How Cloudera Data Sharing works

Cloudera Data Sharing enables your clients to run their workloads from data platforms, such as Databricks or Snowflake to fetch data from Cloudera environments for analytical purposes.

Cloudera Data Sharing involves the creation of a Data Share with the necessary authorization and authentication mechanisms. A Data Share is an organizational unit of data, a collection of data assets. You can then share this data with your clients so that they can access the Iceberg table data created within the Cloudera environment.

The following sections describe the high-level workflow of the processes involved in Cloudera Data Sharing.

Data Share creation

The following tasks are part of the Data Share creation process:

  • As a resource owner, use the existing Knox Token Management system to generate a token. This unique Token ID is referred to as the CLIENT_ID and the generated passcode is the CLIENT_SECRET.

  • As part of the token generation process, a Ranger role and Ranger group are created. This group is a virtual group that Knox provides for the client with whom the data is shared.

  • Create and maintain policies for the set of databases and tables to be shared for the Ranger role and group and thereby create a Data Share.

  • Maintain the SELECT permission for the databases or tables to allow READ-only access.

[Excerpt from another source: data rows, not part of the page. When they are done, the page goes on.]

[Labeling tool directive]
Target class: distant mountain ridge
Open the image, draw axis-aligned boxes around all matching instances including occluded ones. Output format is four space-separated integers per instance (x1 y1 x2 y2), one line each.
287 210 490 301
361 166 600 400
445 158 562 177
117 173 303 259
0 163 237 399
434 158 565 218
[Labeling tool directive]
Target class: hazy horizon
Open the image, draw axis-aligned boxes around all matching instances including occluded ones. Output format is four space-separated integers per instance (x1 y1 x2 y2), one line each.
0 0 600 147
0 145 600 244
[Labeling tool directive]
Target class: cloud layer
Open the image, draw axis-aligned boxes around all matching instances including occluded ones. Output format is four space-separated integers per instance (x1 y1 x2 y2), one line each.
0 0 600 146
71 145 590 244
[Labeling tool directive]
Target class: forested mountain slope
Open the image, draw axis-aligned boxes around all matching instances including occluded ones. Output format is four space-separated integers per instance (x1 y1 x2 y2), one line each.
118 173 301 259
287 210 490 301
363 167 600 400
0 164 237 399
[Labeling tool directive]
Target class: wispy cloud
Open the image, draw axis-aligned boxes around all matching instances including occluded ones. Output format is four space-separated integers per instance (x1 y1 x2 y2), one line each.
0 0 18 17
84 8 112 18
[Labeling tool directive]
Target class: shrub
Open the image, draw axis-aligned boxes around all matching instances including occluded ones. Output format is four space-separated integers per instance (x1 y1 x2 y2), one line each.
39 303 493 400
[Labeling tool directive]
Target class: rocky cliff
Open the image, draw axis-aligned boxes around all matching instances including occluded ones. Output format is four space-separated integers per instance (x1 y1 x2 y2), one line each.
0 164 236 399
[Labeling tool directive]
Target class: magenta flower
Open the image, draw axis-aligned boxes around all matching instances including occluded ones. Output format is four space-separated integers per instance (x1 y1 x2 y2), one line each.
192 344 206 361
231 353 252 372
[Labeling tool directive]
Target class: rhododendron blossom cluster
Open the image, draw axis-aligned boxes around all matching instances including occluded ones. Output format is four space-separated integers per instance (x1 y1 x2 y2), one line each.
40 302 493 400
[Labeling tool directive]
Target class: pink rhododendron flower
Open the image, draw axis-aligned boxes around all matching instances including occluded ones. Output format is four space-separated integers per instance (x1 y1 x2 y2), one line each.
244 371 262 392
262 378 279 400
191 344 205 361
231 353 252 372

  • You can then share the CLIENT_ID and the CLIENT_SECRET with your clients so that they can access the shared data in the Cloudera environment.

Data Share access

After you have created a Data Share, which includes creating tokens, authoring a read-only policy within Ranger, and shared the CLIENT_ID and CLIENT_SECRET with your client, the client makes use of these credentials in their workloads to establish a handshake with Cloudera and to access the shared data.